Daniel Robert "Dan" Glickman (born November 24, 1944 in Wichita , Kansas ) is an American politician ( Democratic Party ). Between 1977 and 1995 he represented the fourth constituency of the state of Kansas in the US House of Representatives ; from 1995 to 2001 he was the United States Secretary of Agriculture .

Career

Dan Glickman comes from a family who ran a successful metalworking company from 1915 to 2002, which included scrapping old cars. He attended South East High School in Wichita until 1962 and then studied at the University of Michigan at Ann Arbor . After studying law at George Washington University and being admitted to the bar in 1969, he was prosecutor for the United States Securities and Exchange Commission from 1969 to 1970operates, a federal agency responsible for controlling securities trading in the United States. He then worked as a lawyer in a joint law firm. Between 1973 and 1976 he was also a member of the Wichita City School Board.

In the 1976 congressional elections, Glickman was elected to the US House of Representatives in Washington, DC , in the fourth district of Kansas . There he took over on January 3, 1977, the successor to the Republican Garner E. Shriver . After being re-elected eight times, he could remain in Congress until January 3, 1995 . In 1986 he was one of the prosecutors in the impeachment proceedings against the federal judge for the District of the State of Nevada , Harry E. Claiborne . From 1993 to 1995 Glickman was chairman of the intelligence committee. In the 1994 election he was defeated by Republican Todd Tiahrt . His defeat was partly due to a reorganization of the constituencies in Kansas ("redistricting"), which had a negative effect on the Democrats.

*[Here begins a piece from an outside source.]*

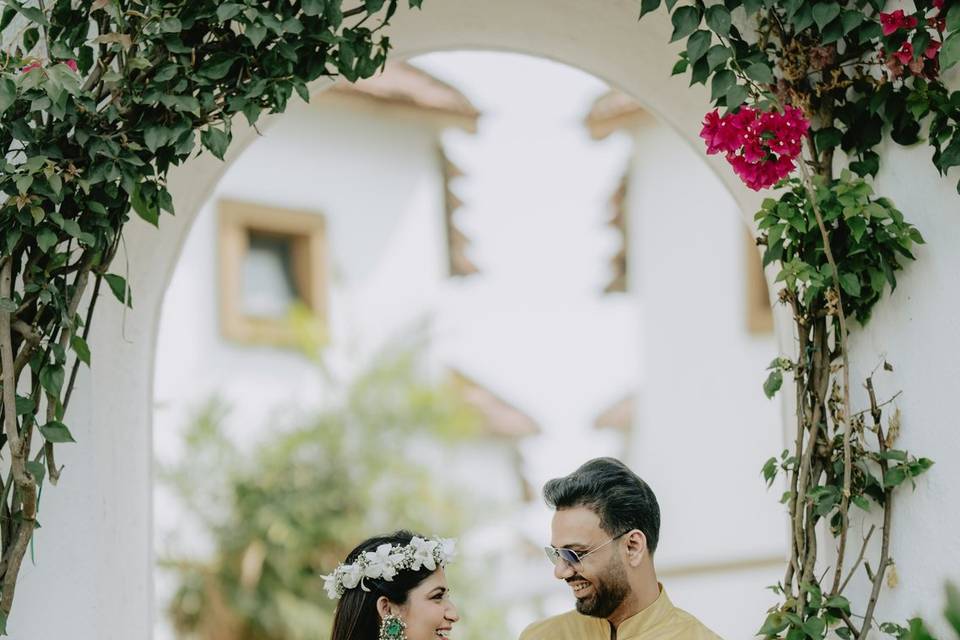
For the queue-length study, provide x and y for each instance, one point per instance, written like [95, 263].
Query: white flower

After his departure from Congress on January 3, 1995, Glickman was appointed by President Bill Clinton to replace Agriculture Secretary Mike Espy in his cabinet . He held this office until the end of Clinton's reign on January 20, 2001.

Between 2002 and 2004, Glickman was Director of the Political Science Faculty at Harvard University ( Institute of Politics at Harvard University ). From 2004 to 2010 he was Jack Valenti's successor as Chairman of the Motion Picture Association of America , a non-profit organization that advocates the interests of the American film industry.